別荘の横には柊が白い花を咲かせていた。棘のある葉に注意しながら、枝を少し折り、カイルが眠る前に置いた。
きっともうここには戻って来ない。口には出さないけれど、戻って来ることはないだろうと思っていた。あたしたちに残された道は、前に進むだけなのだ。進んだ先に、きっとある、あたしたちの『楽園』を信じて、ただ前を見るしかない。
昼間は息を顰めるように休んで、夜になってから移動する生活が続いた。日に日に寒さが厳しくなってくる。人目につかず、なおかつゆっくりと休める場所も簡単には見つからなかった。

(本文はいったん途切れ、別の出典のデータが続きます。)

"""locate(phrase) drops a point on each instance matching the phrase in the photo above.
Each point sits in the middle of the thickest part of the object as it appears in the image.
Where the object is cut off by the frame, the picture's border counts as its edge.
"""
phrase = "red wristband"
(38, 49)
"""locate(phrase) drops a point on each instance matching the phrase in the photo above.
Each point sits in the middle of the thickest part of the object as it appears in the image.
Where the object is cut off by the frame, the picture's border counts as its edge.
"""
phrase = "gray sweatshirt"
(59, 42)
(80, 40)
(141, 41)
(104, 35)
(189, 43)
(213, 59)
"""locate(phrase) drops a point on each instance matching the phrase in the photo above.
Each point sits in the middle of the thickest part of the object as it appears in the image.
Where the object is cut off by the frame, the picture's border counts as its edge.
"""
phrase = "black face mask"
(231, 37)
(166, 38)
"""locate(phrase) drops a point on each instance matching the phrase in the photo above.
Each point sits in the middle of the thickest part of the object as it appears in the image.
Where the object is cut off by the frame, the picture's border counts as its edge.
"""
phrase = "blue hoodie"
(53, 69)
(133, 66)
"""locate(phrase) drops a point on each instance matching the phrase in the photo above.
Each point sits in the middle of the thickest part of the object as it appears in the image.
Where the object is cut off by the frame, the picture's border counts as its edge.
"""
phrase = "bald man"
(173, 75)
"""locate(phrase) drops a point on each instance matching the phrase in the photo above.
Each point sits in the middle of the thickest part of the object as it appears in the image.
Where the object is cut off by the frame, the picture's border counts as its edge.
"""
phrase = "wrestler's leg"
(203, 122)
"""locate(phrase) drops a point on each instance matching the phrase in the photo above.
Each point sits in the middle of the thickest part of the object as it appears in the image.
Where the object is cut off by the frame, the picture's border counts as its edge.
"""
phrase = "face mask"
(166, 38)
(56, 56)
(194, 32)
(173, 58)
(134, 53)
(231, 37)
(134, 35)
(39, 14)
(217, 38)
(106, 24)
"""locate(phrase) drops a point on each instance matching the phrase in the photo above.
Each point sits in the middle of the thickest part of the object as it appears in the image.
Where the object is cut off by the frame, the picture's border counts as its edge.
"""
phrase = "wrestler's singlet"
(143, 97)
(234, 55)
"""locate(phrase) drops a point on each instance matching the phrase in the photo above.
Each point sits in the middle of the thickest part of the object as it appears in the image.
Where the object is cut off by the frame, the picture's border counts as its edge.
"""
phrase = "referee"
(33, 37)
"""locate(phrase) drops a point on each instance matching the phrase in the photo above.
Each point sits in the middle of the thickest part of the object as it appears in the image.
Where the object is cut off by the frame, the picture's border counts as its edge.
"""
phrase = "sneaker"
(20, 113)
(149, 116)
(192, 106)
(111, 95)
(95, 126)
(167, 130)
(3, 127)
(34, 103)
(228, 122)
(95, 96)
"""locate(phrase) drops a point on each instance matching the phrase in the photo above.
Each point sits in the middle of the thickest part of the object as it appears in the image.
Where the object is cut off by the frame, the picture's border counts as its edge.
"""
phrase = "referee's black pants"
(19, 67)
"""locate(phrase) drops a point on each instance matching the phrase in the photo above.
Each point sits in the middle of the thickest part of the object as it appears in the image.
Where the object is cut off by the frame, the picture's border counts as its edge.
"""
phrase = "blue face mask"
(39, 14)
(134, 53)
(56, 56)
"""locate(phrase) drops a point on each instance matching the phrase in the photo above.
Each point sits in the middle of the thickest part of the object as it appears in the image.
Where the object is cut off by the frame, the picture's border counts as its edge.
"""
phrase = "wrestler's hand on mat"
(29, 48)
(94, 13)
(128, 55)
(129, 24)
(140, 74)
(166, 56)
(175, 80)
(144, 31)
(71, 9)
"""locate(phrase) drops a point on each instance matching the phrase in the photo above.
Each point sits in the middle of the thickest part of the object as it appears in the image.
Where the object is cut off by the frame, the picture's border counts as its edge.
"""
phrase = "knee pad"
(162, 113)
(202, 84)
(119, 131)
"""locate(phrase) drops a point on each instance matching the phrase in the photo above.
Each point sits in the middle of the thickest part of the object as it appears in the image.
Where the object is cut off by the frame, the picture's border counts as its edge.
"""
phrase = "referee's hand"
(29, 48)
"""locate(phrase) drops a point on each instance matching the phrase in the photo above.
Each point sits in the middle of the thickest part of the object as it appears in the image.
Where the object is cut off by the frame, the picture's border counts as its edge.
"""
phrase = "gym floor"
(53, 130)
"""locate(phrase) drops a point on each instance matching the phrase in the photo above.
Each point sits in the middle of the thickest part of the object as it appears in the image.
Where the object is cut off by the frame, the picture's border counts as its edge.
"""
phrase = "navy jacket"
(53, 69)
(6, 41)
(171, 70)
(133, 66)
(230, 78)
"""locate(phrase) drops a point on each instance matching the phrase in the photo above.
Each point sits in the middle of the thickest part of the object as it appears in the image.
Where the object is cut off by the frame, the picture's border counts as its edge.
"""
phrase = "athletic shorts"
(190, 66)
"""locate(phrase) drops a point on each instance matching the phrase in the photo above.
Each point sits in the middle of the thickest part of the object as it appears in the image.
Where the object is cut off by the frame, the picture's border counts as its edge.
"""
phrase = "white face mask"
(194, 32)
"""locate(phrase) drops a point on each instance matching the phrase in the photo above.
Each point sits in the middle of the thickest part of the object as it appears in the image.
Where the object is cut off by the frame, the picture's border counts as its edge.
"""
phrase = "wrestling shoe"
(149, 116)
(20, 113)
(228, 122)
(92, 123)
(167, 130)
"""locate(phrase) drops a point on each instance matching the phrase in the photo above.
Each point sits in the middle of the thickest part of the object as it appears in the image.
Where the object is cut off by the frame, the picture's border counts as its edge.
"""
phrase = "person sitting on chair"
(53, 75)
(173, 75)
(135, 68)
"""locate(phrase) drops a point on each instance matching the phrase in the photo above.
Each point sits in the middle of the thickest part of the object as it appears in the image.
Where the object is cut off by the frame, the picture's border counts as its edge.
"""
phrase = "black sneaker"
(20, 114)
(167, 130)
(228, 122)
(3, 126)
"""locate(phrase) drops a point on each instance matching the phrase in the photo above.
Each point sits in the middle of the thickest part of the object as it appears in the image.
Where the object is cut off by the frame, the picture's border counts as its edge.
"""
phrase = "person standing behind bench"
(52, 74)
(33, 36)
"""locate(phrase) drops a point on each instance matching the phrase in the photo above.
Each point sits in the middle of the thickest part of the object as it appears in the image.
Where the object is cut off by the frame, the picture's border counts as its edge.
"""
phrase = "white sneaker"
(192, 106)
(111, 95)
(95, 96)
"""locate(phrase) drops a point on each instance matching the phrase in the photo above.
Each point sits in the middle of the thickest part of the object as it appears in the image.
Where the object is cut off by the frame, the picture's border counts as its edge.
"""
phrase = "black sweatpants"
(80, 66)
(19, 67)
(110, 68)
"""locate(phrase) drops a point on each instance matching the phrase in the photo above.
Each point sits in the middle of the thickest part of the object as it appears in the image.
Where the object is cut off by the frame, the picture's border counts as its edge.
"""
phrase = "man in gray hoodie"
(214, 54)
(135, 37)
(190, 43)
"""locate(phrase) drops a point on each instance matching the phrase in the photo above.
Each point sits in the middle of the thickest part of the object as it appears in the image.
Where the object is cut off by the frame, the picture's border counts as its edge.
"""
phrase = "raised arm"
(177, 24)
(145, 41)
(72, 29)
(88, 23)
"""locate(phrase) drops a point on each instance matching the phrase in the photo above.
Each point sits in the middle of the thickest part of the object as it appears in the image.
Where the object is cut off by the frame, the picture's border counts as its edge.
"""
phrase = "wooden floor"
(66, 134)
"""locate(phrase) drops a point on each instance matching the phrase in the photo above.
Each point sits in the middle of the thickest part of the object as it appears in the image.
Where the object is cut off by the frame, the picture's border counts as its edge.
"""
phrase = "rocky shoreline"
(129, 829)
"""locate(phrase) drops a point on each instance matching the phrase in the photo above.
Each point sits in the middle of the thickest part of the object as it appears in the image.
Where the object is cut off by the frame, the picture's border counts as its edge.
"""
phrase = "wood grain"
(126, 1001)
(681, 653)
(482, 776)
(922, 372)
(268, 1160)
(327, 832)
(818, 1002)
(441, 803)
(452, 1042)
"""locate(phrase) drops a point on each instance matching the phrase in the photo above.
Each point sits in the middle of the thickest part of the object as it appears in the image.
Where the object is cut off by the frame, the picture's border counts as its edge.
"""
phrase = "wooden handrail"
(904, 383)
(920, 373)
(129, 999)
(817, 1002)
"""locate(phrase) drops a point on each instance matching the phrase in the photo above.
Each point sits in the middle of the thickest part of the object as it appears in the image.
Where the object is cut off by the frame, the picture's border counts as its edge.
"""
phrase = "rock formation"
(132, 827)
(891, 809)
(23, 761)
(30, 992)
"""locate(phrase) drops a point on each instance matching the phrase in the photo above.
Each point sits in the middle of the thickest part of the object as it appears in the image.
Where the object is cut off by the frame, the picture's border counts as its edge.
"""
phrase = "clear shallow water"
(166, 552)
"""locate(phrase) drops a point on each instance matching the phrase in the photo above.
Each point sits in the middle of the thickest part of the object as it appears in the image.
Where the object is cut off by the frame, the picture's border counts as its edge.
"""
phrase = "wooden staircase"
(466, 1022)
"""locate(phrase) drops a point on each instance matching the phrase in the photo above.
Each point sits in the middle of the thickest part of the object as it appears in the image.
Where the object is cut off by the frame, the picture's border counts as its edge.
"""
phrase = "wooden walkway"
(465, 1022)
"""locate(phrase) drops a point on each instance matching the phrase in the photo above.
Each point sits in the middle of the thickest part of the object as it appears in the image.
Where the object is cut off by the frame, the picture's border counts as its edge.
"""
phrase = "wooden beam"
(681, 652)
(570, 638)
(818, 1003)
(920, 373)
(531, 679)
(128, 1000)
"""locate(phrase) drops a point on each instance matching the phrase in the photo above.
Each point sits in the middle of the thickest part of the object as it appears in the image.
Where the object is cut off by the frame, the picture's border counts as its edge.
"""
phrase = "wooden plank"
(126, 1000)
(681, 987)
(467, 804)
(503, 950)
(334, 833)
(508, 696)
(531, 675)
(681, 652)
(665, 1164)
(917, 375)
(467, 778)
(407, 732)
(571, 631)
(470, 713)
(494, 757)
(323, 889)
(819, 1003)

やっと見つけても、かろうじて雨風が凌げる空き家や地面がむき出しの掘っ立て小屋だ。
ある日のこと、小屋で休んでいると、遠くからかすかな物音が聞こえた。ショウと目配せをして、外の様子を伺う。持っていた双眼鏡で音がした方向を確認すると、数百メートル先に2人組の男の姿が見えた。山の中には不釣り合いなスーツ姿だ。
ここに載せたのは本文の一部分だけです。